那枚小葫蘆落地生根,道人催動七惡法力,無數法力真氣凝聚的磚石蟻附其上,不住向對岸延伸,十息過后,一座分為三層的單拱石頭橋梁同樣橫跨弱水河上。
三千弱水豈是好相與的,天然禁制和神禁同時蠢蠢欲動,橋身法力構建的磚石隨即松動開來,隨時都有散架坍塌的跡象。
兩個鬼符在尸道人的意動下沖天而起,及時落在橋面,宛如兩記重拳,頓時將橋梁的騷動完全鎮壓,顯露出三千弱水也莫能奈何我的無上拳意精神。正是尸道人雙料大宗師的底牌之一——九地攝召酆都喪神劾鬼赦令,能招來冥土陰曹鬼神管理的一十九種臺城宮室——尸道人為了渡過弱水河,特意招來了鎮壓冥河的奈何橋。
“過河!”
三個強人并肩上了橋面,百八十步短短距離,沒有那些禁制和神禁,轉眼就過。
下了奈何橋,司馬祭酒已用法力喚起那座金橋,重新化為符紙,收入囊中。尸道人隨意揮揮手,將奈何橋復送回冥土陰曹,兩人點頭示意,調息了片刻,便合在一起前行,只是兩個隊伍之間略微隔開一點距離。顯然是各自震驚于對方的手段,有些警惕罷了。
弱水河的對岸同樣是毫無生機的廢土,泥土板結,死氣沉沉,雙方沉默著繼續往前,漸漸地腳下土地開始升溫,燙腳,再走了一會,眼尖的居恩和尚甚至在土地開裂的地方看見絲絲冒起的火焰。
那火焰橘紅色,不停散發出淡淡的硫磺臭味,居恩和尚哼了一聲,披在上身的麻布袈裟受熱散發出裊裊白煙,顯然就快要不保。
同樣的驚訝也發生在司馬祭酒的隊伍中,即便見多識廣的尸道人這時也莫名想起了那個古老的傳說,不欲用真氣法力抵抗漸漸升溫的高熱,赤腳踩在發燙的暗紅色土地上,嗞嗞嗞的皮肉焦臭味縈繞不絕。
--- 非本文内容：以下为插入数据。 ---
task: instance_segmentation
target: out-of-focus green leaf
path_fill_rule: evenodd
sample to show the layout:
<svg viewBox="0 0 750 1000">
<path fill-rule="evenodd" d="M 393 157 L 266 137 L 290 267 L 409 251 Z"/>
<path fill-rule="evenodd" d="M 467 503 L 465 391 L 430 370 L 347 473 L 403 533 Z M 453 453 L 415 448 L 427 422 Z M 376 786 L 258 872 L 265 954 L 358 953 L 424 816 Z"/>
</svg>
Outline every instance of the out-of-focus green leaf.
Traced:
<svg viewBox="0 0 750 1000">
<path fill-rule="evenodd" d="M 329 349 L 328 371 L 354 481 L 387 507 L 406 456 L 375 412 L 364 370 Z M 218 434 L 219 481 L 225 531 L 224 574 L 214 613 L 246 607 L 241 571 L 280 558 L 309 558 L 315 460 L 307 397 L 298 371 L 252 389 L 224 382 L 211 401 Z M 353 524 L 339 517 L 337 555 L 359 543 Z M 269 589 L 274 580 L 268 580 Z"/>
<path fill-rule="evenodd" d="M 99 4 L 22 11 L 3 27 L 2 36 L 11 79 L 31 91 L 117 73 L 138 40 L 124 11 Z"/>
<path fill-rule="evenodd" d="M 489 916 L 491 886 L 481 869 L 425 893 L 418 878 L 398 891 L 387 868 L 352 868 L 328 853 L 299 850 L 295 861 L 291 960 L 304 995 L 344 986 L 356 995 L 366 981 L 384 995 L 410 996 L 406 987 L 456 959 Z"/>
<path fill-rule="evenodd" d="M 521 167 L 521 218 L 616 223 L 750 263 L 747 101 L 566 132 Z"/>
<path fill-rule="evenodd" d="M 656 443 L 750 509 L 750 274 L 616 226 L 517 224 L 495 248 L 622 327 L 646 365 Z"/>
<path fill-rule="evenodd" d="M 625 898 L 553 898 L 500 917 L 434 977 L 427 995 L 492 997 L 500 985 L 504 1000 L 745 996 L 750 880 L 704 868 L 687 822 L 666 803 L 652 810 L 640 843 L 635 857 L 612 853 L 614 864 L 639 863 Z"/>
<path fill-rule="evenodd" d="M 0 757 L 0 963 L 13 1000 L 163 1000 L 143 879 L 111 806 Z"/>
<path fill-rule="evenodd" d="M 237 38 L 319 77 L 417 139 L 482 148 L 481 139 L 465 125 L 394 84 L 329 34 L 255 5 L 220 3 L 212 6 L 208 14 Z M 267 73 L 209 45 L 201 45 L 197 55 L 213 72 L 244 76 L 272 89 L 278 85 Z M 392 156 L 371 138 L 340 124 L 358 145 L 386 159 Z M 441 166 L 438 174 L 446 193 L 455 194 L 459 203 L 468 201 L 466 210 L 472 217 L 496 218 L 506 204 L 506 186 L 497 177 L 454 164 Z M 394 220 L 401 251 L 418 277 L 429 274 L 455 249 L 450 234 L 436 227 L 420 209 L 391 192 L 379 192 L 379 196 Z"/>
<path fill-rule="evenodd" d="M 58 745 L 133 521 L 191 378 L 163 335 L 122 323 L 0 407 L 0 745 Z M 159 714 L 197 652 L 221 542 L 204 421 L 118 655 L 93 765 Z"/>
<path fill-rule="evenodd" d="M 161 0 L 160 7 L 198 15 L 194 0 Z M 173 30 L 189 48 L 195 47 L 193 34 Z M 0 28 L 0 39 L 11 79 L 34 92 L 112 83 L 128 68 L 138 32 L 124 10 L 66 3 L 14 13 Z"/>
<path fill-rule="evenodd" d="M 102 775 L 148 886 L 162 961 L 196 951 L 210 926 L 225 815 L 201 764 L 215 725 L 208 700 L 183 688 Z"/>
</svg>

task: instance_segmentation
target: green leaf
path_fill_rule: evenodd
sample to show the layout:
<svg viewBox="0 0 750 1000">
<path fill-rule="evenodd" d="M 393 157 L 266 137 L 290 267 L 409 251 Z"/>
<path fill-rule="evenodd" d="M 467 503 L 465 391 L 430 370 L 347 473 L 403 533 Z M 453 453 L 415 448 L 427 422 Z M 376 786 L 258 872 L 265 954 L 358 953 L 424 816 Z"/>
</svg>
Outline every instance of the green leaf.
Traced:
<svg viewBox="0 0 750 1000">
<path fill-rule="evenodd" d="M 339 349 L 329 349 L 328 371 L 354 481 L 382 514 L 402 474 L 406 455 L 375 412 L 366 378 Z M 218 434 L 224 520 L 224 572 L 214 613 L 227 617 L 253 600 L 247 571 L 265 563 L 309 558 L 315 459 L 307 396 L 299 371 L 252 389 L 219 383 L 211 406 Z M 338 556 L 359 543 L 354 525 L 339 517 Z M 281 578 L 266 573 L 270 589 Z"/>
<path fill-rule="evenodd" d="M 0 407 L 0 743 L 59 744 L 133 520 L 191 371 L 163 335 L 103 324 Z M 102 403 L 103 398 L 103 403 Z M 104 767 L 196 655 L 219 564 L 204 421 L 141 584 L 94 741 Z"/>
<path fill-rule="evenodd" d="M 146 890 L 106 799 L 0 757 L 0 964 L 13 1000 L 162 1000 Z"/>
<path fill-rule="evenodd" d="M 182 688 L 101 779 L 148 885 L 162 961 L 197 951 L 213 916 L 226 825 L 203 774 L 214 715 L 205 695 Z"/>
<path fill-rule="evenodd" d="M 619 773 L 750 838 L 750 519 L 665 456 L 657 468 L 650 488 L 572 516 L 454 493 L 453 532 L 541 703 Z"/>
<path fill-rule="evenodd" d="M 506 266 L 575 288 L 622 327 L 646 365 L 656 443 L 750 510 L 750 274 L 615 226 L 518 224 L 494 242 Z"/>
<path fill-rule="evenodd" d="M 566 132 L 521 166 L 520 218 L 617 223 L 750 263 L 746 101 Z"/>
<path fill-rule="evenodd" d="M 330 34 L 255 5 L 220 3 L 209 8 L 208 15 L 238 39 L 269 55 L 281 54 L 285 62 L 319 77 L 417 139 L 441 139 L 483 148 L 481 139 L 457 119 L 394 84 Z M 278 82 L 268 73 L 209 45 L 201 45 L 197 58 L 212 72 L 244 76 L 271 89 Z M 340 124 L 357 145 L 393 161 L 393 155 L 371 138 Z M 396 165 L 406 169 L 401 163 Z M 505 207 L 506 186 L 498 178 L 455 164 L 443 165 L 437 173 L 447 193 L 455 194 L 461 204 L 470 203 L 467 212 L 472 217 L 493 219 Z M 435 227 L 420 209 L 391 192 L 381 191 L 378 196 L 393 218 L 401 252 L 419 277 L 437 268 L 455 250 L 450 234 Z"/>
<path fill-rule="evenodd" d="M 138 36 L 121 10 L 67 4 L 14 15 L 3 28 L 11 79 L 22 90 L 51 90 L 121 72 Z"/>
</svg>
荊無命也不好受,即便是他特意定制的西唐官靴,厚厚的底料也在快速的碳化中層層消失,感受到那種灼熱的痛楚,他不住思索前行的歐陽千葉和漆南劍是如何通過這里。
‘想必他們都安然通過了!’
司馬祭酒的隊伍這邊已經有幾個少女忍受不住煎熬,乘坐在鵝黃宮裝貴女放出來的傀儡巨馬上,略微好受了些。其余人都是默默快行,各自施展輕身的功法。
其中一個年歲不小的中年武者,穿著類似百蝠衣一樣的長袍,外面看不出來,將內襯翻出來,都是長短不一的靈禽翎羽,密密麻麻地帖服在細如針孔的綢袍上,粗看毫無排序,仿佛胡亂編織其上,唯有深諳陣法的尸道人等道門修士人才能在羽毛之間看見一個個細小的陣圖,輕身、馭風、擾流……武者趁著熱風在半空滑翔,好半天才降落下來,重重踩踏地上借力重新飛起,神態輕松,好不愜意,惹來一眾伙伴的羨慕眼神。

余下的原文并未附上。